Mr. Schwarzenegger’s aides say his proposed reforms are mostly the work of three men: Stanford’s Mr. Sweeney, who wrote a book analyzing California’s electricity crisis; Sean Randolph, president of the San Francisco-based Bay Area Economic Forum, a group that represents business and government interests; and Lawrence Makovich, a senior director for Cambridge Energy Research Associates, a Massachusetts research firm.

The men met with Mr. Schwarzenegger last month and then drew up an energy policy based largely on their research, Mr. Sweeney and Mr. Randolph said in interviews. Mr. Makovich didn’t respond to a message.

Based on what Mr. Schwarzenegger has disclosed, “It’s an encouraging plan, one that seems to be very forward looking,” said Severin Borenstein, director of the Energy Institute at the University of California at Berkeley. Mr. Borenstein isn’t working with Mr. Schwarzenegger but is listed in the acknowledgments of Mr. Sweeney’s book.

It’s unlikely electricity deregulation will be at the top of Mr. Schwarzenegger’s agenda. He has an $8 billion budget deficit to deal with and may have to defeat a legislative bill and a ballot-box initiative proposing to reregulate the electricity market.

Still, California will probably need to adopt more reforms to lower the highest electricity prices in the continental United States and address an inadequate power supply, Mr. Borenstein said.

The first overhaul was signed into law in 1996 by Gov. Pete Wilson, now a Schwarzenegger adviser. The changes were hailed as a way to lower costs by fostering more competition and investment in the state’s electricity market.

But the deregulation effort went only part way — eliminating the restrictions on wholesale energy costs but continuing to regulate the prices paid by consumers. Many analysts, including some of Mr. Schwarzenegger’s advisers, say California’s energy crisis resulted from this mismatch, and the system was doomed to fail as long as deregulation was imposed on only one sector.

Whatever the reason for the botched 1996 effort and crisis that ensued, California households through June paid electricity rates 44 percent above the national average and 64 percent above the average in 10 neighboring Western states, according to the most recent data from the U.S. Energy Information Administration. The disparity is greater for businesses, with average rates 57 percent above the national average and 91 percent above neighboring states.

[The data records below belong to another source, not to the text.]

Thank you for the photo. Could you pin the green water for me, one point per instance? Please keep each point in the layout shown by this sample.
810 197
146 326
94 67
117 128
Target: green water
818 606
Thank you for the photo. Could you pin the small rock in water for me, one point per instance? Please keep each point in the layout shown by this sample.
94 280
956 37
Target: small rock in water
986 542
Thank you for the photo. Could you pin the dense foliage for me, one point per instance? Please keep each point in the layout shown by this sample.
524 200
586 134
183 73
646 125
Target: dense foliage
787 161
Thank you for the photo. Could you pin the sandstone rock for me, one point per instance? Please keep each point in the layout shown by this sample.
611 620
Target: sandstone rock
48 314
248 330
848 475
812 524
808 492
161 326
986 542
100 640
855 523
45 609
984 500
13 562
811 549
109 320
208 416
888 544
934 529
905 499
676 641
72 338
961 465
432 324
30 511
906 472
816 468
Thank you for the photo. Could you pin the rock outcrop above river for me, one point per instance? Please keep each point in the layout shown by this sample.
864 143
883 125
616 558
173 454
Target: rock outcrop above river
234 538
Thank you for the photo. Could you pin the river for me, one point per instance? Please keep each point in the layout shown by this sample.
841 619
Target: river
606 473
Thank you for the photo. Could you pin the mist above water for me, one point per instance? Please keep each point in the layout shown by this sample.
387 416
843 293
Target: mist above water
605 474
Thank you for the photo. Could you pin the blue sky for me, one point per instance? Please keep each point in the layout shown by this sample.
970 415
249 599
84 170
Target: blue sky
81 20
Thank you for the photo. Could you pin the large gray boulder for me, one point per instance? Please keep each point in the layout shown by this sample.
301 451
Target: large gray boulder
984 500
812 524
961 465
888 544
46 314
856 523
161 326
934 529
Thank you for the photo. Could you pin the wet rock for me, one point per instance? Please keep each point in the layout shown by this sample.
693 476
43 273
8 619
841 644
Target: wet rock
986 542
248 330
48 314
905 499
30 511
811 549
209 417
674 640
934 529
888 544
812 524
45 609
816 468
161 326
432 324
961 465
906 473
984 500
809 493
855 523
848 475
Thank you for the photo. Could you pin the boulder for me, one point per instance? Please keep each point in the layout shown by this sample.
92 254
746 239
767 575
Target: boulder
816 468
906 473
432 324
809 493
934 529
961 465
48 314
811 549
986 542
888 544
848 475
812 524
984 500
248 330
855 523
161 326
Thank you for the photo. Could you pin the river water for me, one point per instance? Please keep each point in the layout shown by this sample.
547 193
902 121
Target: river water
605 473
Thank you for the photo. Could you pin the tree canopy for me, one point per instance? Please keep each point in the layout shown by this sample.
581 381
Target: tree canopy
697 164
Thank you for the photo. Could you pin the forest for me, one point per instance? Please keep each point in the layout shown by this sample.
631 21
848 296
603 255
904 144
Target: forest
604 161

California lacks enough power plants to meet long-term needs. Without more market incentives to expand generating capacity, energy shortages could strike between 2006 and 2008.

Mr. Schwarzenegger believes new and improved deregulation will avert another electricity shortage and eventually drive bills down for many customers. His plan envisions a market in which customers pay a little more to provide generators with an incentive to build more plants and increase the state’s reserves.

To lower their costs, big businesses would be allowed to buy power from other sources besides California’s major utilities. Major power customers also would be forced to install metering equipment so they could be charged higher prices during peak-demand periods.

Meanwhile, most households would still get power from closely regulated utilities: Pacific Gas and Electric, Southern California Edison and San Diego Gas and Electric. Their prices wouldn’t fluctuate much, except in unusual circumstances.

The PUC’s Miss Lynch, a Democrat appointed by recalled Gov. Gray Davis, depicts Mr. Schwarzenegger’s blueprint as a rehash of the Wilson administration’s old ideas.

Architects of Mr. Schwarzenegger’s plan say it’s unfair to compare it with the 1996 package of changes, which they said were flawed and mismanaged by the Davis administration. Mr. Schwarzenegger’s advisers contend deregulation would work under a decisive governor.

But Mike Florio, a staff lawyer for the Utility Reform Network, a consumer group, said it will be an even tougher sell this time.

“It’s like we blew up the house, then got it rebuilt and now we are thinking about putting some dynamite around the foundation all over again,” he said.